Inventory synchronization is particularly sensitive because stock changes frequently and requires high accuracy.

The Solution

Alongside webhook-driven updates, a scheduled inventory snapshot service periodically retrieves inventory data through Shopify APIs and synchronizes it with the internal database.

Webhooks provide near real-time incremental updates, while scheduled snapshots periodically reconcile the entire dataset.

Why This Design?

No single synchronization mechanism is perfectly reliable.

Webhooks maximize real-time responsiveness, while periodic snapshots guarantee long-term consistency. Combining both provides a much more resilient synchronization strategy for production systems.


Module 3: Asynchronous Workers

The Challenge

After events enter the queue, they still need to be transformed, mapped, persisted, and potentially propagated to downstream systems.

These operations may take time and occasionally fail. Running them inside the webhook receiver would compromise the stability of the entire ingestion pipeline.

The Solution

Dedicated BullMQ workers consume queued events asynchronously.

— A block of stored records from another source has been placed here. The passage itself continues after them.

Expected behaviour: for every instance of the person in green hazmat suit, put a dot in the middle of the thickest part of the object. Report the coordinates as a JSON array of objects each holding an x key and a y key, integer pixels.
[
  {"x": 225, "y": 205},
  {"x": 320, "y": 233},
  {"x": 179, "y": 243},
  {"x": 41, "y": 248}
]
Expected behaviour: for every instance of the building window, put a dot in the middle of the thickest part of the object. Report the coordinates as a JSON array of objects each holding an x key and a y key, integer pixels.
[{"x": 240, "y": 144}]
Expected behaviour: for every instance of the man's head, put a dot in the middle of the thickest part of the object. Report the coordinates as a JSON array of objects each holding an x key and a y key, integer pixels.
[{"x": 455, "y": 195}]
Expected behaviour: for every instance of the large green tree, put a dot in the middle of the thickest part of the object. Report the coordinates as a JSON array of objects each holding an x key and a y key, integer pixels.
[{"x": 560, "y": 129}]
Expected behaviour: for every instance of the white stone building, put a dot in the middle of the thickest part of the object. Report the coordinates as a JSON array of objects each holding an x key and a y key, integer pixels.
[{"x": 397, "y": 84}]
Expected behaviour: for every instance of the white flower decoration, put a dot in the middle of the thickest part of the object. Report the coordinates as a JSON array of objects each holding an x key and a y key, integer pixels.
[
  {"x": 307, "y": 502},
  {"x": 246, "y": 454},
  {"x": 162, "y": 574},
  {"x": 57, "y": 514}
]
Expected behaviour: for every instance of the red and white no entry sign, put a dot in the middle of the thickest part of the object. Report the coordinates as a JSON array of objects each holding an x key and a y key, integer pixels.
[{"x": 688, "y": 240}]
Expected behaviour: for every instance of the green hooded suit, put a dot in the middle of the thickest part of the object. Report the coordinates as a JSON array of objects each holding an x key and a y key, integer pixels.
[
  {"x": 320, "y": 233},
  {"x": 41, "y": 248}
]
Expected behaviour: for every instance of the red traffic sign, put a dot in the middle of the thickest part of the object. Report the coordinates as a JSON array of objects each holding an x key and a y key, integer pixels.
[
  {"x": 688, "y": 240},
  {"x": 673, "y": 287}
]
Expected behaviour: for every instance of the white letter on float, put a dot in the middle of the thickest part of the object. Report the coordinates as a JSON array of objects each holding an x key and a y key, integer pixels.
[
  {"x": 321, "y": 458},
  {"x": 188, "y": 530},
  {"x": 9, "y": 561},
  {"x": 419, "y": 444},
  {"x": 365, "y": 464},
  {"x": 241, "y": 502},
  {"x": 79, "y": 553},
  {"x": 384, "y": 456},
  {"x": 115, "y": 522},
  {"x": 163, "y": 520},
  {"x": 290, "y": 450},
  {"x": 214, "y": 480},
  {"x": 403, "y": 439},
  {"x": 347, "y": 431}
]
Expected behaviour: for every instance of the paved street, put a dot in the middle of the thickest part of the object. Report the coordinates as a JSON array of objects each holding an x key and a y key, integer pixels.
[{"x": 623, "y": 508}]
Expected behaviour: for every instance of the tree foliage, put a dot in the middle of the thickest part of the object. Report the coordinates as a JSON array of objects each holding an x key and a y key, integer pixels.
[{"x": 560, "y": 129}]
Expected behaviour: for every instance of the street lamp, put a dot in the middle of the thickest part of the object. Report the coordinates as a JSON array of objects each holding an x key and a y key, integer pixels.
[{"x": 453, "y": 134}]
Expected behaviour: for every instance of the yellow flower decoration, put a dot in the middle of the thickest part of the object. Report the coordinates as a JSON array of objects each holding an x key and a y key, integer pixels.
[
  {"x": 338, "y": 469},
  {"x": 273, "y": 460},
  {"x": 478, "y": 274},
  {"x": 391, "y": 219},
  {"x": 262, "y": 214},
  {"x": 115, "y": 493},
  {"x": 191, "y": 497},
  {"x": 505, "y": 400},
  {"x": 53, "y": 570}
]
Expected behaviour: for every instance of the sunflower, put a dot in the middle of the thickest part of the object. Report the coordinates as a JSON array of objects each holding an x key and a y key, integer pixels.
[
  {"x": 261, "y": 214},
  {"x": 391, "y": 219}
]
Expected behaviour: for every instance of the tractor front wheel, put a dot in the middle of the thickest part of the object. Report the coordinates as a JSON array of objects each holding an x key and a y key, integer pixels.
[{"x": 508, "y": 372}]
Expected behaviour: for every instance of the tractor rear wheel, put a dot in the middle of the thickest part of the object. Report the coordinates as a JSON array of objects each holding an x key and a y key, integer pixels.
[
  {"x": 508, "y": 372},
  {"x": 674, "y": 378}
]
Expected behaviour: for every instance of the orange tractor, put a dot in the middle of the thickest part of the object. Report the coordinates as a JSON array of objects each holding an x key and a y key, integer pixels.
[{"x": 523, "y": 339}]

Separate queues are maintained for products, customers, and orders, with each category handled by its own worker.

Why This Design?

This separation enables independent deployment and scaling.

A surge in order volume only requires scaling order workers, while product and customer processing remain unaffected. Likewise, deploying fixes to one worker does not interrupt webhook ingestion or unrelated workloads.


Module 4: Retry Strategy and Dead Letter Queue

The Challenge

Failures are inevitable.

Temporary database outages, API timeouts, unexpected edge cases, or software bugs can all cause message processing to fail.

How the system handles failures determines its production reliability.

The Solution

Failed jobs enter an automatic retry process using exponential backoff.

Instead of retrying immediately, each retry waits progressively longer, reducing pressure on downstream services during transient failures.

Once the retry limit is exceeded, the message is moved into a Dead Letter Queue (DLQ).

The original payload and error details remain available for investigation, allowing engineers to fix the issue and replay the message later.

Why This Design?

Retries handle temporary failures.

Dead Letter Queues handle persistent failures.

Together they ensure that no message is silently lost while providing a controlled recovery path.


Module 5: State Management and Message Replay

The Challenge

Queue systems are naturally opaque.

When production incidents occur, teams need answers to questions like:

  • Which messages have been processed?
  • Which ones failed?
  • Why did they fail?
  • Which business data was affected?

Without visibility, troubleshooting becomes difficult and time-consuming.

The Solution

Every message maintains a lifecycle state inside the database:

pending → processing → done / failed

Workers update these states throughout processing, while failure reasons are recorded alongside the message.

This state model enables selective message replay. After fixing a bug or resolving an external dependency, failed messages can be filtered and resubmitted without impacting successfully processed events.

Why This Design?

Observability is a fundamental capability of production systems.

Being able to quickly identify failed events, understand their causes, and replay only the affected messages dramatically reduces recovery time and operational risk.


Conclusion

These five modules work together to solve one fundamental problem:

Building a reliable, observable, and recoverable synchronization layer without disrupting existing Shopify operations.

This synchronization layer serves as the foundation of a progressive migration strategy.

Once the data layer is stable, business modules can be replaced incrementally with confidence, enabling a gradual transition from Shopify toward a fully self-controlled backend.